Только во время ужина я заметила, что... Ирмы нет; где же она? Верно ждет, чтобы я извинилась, и дуется? Но нет, когда ложились спать, была опять только Маша; я ее шепотом спросила: "А где она?" — и Маша ответила: "Уехала — еще вчера вечером, не бойся, не вернется".

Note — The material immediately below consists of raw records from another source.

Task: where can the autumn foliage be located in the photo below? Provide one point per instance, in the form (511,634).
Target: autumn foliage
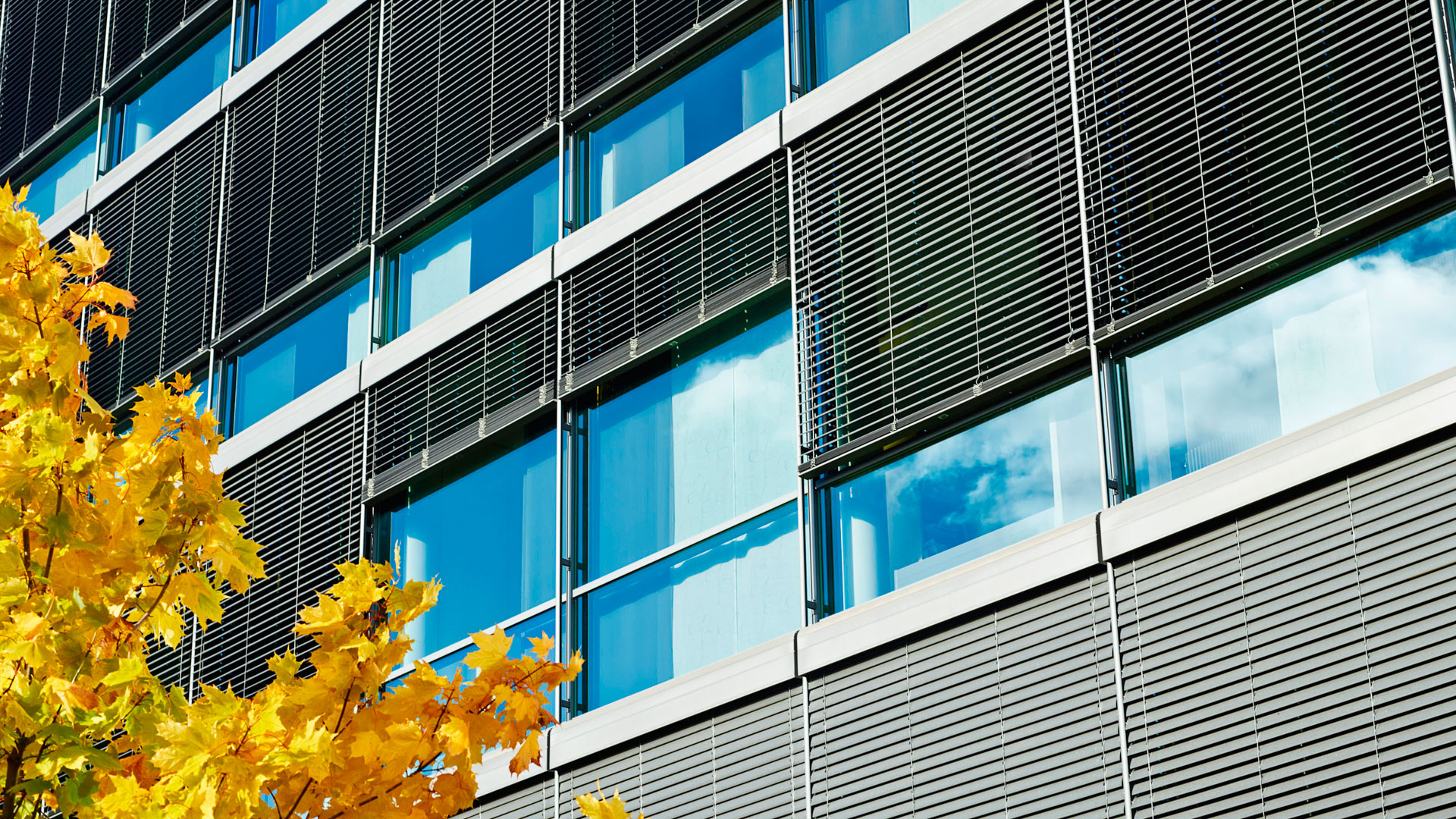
(111,542)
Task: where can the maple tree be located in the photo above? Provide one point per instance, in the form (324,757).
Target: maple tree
(111,544)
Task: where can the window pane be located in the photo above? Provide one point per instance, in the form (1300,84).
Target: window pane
(303,356)
(61,183)
(475,249)
(277,18)
(1345,335)
(848,31)
(699,445)
(704,604)
(710,105)
(967,496)
(174,95)
(490,537)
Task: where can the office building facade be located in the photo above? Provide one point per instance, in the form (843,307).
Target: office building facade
(908,407)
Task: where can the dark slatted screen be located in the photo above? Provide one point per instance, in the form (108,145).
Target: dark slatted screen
(302,499)
(743,761)
(940,237)
(462,82)
(609,37)
(299,168)
(137,25)
(1011,714)
(162,234)
(484,379)
(1299,661)
(677,273)
(1218,136)
(50,66)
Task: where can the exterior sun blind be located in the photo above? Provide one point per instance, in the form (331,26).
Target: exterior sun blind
(691,265)
(610,37)
(1009,714)
(1220,137)
(299,169)
(162,234)
(1299,661)
(50,66)
(743,761)
(139,25)
(302,500)
(940,238)
(462,82)
(476,384)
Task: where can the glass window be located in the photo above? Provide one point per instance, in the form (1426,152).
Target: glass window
(488,537)
(848,31)
(691,449)
(67,178)
(469,253)
(992,485)
(264,22)
(695,607)
(1354,331)
(701,111)
(309,352)
(171,96)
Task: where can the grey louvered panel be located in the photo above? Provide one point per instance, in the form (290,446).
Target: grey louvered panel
(302,502)
(1220,137)
(680,271)
(1011,713)
(50,66)
(300,150)
(1405,529)
(940,238)
(162,229)
(462,83)
(606,38)
(482,381)
(745,761)
(532,800)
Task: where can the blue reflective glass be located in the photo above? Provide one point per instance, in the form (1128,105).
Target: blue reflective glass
(692,608)
(848,31)
(174,95)
(309,352)
(277,18)
(66,180)
(967,496)
(691,449)
(490,537)
(701,111)
(469,253)
(1354,331)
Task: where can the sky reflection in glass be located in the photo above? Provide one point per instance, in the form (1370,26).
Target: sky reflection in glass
(699,445)
(1324,344)
(701,111)
(967,496)
(490,537)
(696,607)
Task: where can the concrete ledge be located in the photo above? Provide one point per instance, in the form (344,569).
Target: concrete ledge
(289,419)
(1282,464)
(156,148)
(64,218)
(494,773)
(289,47)
(676,190)
(952,594)
(673,701)
(892,63)
(457,318)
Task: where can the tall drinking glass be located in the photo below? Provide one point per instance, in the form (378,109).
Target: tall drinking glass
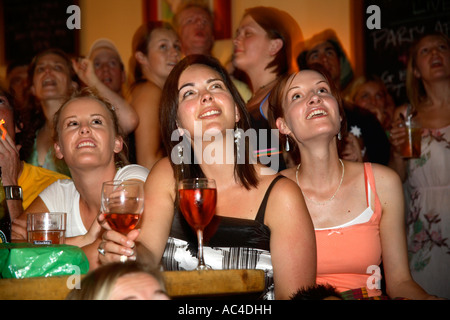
(198,205)
(123,204)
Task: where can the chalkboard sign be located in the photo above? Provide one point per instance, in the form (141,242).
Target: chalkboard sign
(402,22)
(31,26)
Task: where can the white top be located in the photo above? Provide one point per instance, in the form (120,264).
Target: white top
(62,196)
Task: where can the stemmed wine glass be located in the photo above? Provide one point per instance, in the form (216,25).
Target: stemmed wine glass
(123,203)
(198,205)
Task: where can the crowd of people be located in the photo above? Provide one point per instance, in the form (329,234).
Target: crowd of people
(318,198)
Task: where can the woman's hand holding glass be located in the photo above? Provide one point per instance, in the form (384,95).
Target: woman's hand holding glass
(122,206)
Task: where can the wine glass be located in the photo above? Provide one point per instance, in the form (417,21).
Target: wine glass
(123,203)
(198,205)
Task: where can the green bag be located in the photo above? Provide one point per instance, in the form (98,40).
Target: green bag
(24,260)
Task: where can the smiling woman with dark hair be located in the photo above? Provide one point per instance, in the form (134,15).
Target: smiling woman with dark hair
(261,221)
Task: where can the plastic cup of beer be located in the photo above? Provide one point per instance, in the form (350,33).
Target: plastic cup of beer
(413,140)
(46,228)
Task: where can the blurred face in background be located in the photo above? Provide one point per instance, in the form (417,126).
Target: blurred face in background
(163,53)
(371,96)
(252,46)
(51,78)
(325,54)
(432,58)
(137,286)
(196,31)
(17,83)
(108,68)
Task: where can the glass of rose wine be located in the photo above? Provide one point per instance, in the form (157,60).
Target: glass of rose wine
(198,205)
(123,203)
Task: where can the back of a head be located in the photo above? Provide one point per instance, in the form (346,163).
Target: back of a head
(279,25)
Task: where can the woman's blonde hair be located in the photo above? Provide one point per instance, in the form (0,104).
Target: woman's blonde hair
(98,284)
(121,158)
(415,89)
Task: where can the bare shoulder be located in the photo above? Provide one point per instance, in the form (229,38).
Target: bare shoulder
(161,174)
(284,194)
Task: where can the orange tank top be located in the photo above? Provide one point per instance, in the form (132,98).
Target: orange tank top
(348,255)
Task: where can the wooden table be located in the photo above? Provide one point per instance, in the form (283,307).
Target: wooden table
(178,284)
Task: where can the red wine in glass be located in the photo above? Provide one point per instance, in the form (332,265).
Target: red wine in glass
(198,198)
(123,203)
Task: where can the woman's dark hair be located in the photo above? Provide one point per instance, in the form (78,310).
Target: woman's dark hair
(277,99)
(278,25)
(245,173)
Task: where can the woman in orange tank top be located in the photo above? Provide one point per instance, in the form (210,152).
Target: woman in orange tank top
(357,209)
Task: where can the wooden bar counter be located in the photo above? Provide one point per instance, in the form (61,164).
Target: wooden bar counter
(179,284)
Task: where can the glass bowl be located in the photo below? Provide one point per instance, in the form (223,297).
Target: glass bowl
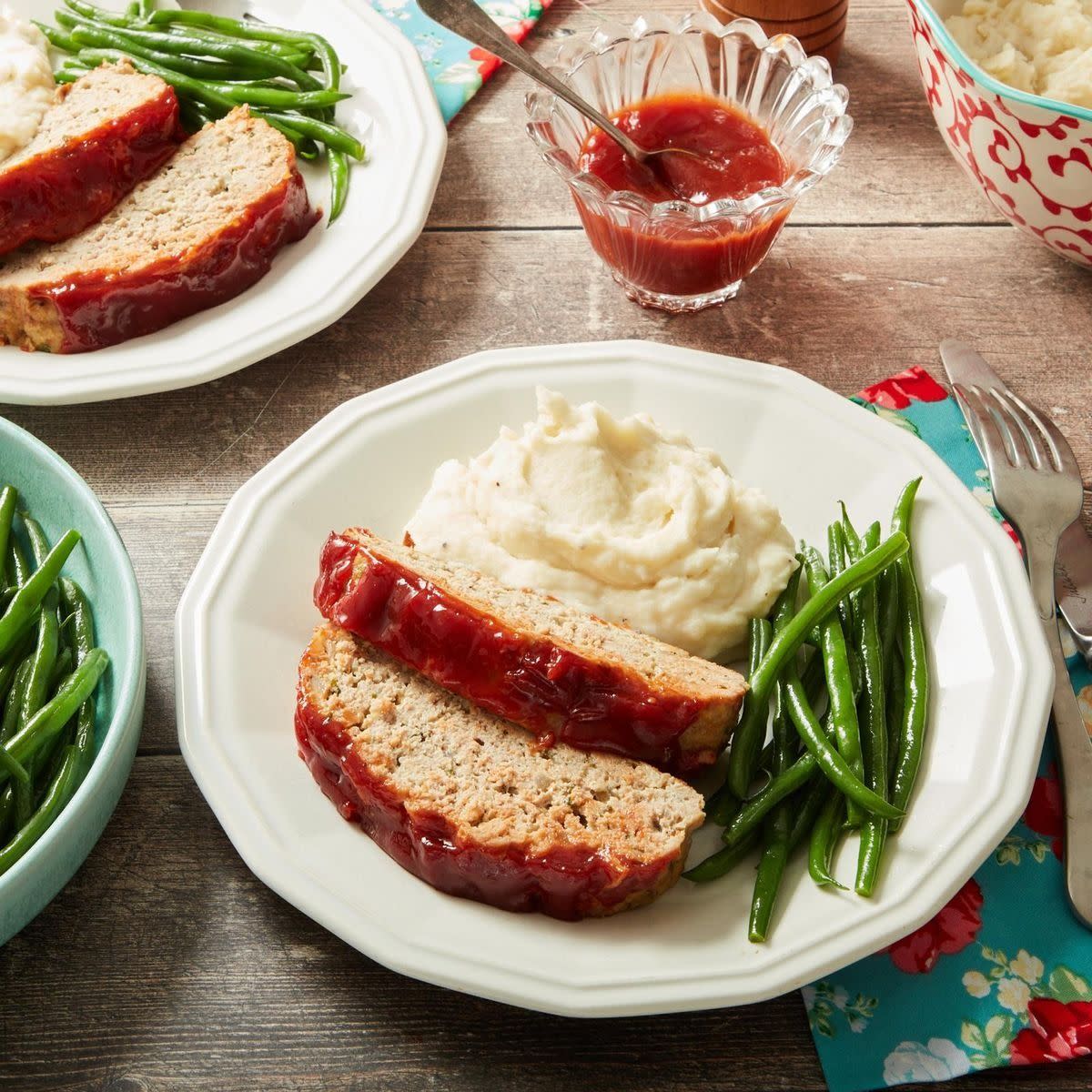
(674,255)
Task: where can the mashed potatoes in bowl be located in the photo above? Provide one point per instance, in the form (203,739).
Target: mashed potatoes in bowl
(1040,46)
(621,517)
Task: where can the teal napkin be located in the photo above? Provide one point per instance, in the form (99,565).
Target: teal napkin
(457,68)
(1003,976)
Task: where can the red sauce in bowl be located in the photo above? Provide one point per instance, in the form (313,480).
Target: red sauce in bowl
(675,255)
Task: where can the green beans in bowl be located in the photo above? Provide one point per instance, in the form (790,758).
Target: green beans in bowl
(66,759)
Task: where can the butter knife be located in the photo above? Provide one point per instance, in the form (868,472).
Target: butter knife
(1073,571)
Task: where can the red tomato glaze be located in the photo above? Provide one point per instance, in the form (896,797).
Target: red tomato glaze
(567,883)
(676,257)
(550,691)
(97,309)
(57,195)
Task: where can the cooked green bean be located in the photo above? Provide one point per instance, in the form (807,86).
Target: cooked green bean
(789,642)
(722,862)
(60,791)
(56,713)
(874,727)
(916,670)
(824,839)
(840,683)
(33,591)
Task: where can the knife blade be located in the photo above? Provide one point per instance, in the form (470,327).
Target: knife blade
(1073,571)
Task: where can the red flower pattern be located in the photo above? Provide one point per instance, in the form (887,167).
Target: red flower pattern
(1044,809)
(1057,1033)
(951,931)
(915,385)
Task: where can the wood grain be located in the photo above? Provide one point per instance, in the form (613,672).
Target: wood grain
(167,965)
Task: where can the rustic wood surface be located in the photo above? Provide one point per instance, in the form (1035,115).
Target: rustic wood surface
(165,965)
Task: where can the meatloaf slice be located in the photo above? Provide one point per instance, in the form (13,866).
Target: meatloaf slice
(106,132)
(561,672)
(468,803)
(200,230)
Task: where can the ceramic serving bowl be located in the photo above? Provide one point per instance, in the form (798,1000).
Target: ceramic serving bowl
(1029,156)
(61,500)
(672,255)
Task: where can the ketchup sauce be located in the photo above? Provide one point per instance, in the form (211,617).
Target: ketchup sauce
(677,256)
(551,691)
(567,882)
(50,197)
(104,308)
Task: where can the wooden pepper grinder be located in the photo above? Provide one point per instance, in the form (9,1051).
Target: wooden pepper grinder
(818,25)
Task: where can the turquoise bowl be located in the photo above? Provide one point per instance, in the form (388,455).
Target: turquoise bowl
(60,500)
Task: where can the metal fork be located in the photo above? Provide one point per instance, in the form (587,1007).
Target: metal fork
(1037,486)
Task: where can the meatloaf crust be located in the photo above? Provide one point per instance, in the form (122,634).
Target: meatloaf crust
(463,801)
(121,126)
(556,671)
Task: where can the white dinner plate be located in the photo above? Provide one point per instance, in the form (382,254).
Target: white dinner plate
(314,282)
(247,614)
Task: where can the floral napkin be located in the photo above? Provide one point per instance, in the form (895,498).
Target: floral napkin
(456,66)
(1003,976)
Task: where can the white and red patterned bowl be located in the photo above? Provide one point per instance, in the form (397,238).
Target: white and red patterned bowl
(1031,157)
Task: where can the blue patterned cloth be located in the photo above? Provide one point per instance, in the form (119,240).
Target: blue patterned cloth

Так случилось, что до переезда в Петербург мы с сестрой жили на Хуторе (как называлась дача под Коломной) вольно и почти беспризорно, и было до конца — приятное, веселое лето.

ПЕТЕРБУРГ

 В Петербурге мы первые годы жили в доме Ратькова-Рожнова на Кирочной 32: там было две соединенные квартиры. В той части квартиры, которая выходила во двор, был длинный коридор, и я умудрялась несколько лет продолжать там свою любимую игру с тяжелым мячиком и палкой, а когда никто не видел, играла в единственную еще оставшуюся куклу. До пятого класса мы учились дома; у нас была классная комната с партами и черной доской, все шло по гимназической программе плюс уроки французского, немецкого и английского. Два воскресенья в месяц к четырем часам дня мы ехали на Итальянскую улицу, в дом министра юстиции, где Мария Федоровна Щегловитова устраивала танцкласс для своей падчерицы Нюры Щегловитовой. Дни танцкласса были для меня сплошным счастьем. Когда мы со своей Frдulein Jaglitz, снявши шубы и ботики внизу в швейцарской, всходили в легких розовых или голубых платьях, в туго натянутых светлых чулках и обутые в белые лайковые туфли (а иногда и черные лакированные, но это, увы, было редко — мне они казались особенно шикарными) и в белых, правда очень тонких, нитяных перчатках (вот их я просто ненавидела, и сразу после урока стягивала с рук) — вверх по шикарной и торжественной лестнице, и уже слышалось, как тапер за роялем разминает руки и что-то наигрывает, и вот-вот сейчас войдем в зал — эти минуты были каждый раз особенными. Что бы ни было на неделе — сейчас был праздник: любимые танцы, чай за длинным столом и потом нескончаемые игры, где разрешалось бегать, кричать и шуметь вволю по всему первому этажу.